Joachim Löw wechselt im EM-Viertelfinale von Weltmeister Deutschland gegen Italien Personal und Taktik. In Bordeaux setzt der Bundestrainer gegen den Angstgegner, der in acht Versuchen bei großen Turnieren noch nie von Deutschland bezwungen wurde, erstmals bei der EM auf eine Dreierkette in der Abwehr. Dieselbe Taktik hatte Löw beim 4:1 gegen Italien im Test im März gewählt.
Allerdings hatte Deutschland in den ersten vier Turnierspielen in Frankreich mit der Viererkette kein Gegentor kassiert. Aus dem Team rutscht ausgerechnet Julian Draxler, der beim 3:0 gegen die Slowakei im Achtelfinale mit einem Tor und einer Vorlage überragend gespielt hatte.

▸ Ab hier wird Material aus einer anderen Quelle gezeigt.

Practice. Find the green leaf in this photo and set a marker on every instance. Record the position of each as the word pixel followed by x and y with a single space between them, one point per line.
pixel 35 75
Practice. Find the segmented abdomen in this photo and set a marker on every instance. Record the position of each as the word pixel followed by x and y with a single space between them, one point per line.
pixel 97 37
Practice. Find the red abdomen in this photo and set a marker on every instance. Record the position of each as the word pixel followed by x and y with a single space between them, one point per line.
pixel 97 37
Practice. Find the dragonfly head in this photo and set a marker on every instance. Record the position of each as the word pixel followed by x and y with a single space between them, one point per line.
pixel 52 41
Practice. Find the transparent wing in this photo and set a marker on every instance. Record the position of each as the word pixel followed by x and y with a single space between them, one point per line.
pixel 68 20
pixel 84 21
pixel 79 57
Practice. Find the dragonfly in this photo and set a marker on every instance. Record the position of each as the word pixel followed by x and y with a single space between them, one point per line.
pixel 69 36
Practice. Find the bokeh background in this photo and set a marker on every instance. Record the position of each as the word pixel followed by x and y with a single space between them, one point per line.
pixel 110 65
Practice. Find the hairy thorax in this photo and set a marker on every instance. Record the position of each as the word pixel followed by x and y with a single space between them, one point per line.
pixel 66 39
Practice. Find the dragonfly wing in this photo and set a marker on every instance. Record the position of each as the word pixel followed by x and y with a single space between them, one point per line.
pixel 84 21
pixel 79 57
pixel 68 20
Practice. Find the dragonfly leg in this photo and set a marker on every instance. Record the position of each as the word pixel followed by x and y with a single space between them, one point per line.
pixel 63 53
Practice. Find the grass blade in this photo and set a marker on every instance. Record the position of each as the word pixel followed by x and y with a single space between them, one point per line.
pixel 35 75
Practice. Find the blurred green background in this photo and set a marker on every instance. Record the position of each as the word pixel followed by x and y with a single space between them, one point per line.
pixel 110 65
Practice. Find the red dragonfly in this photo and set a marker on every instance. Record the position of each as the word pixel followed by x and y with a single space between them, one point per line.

Vor Torwart und Kapitän Manuel Neuer agieren im fünften Turnierspiel Benedikt Höwedes, der wieder in die Startelf rutscht, Jerome Boateng und Mats Hummels. Die bisherigen Außenverteidiger Joshua Kimmich und Jonas Hector spielen auf der rechten bzw. linken Seite offensiver als zuletzt im Achtelfinale. Allerdings können sie sich notfalls zurückfallen lassen, so dass aus der Dreierabwehrkette eine Fünferkette wird.
Im zentralen Mittelfeld agieren weiterhin Sami Khedira und Toni Kroos, Letzterer aber wohl deutlich offensiver. Hinter der einzigen Spitze Mario Gomez spielen im offensiven Mittelfeld Thomas Müller und Mesut Özil.
Bei Italien fehlt wie erwartet Mittelfeldspieler Daniele de Rossi in der Startelf, der sich beim Achtelfinal-Erfolg gegen Titelverteidiger Spanien verletzt hatte. Für ihn spielt Stefano Sturaro, da der etatmäßige Ersatz Thiago Motta gelbgesperrt fehlt.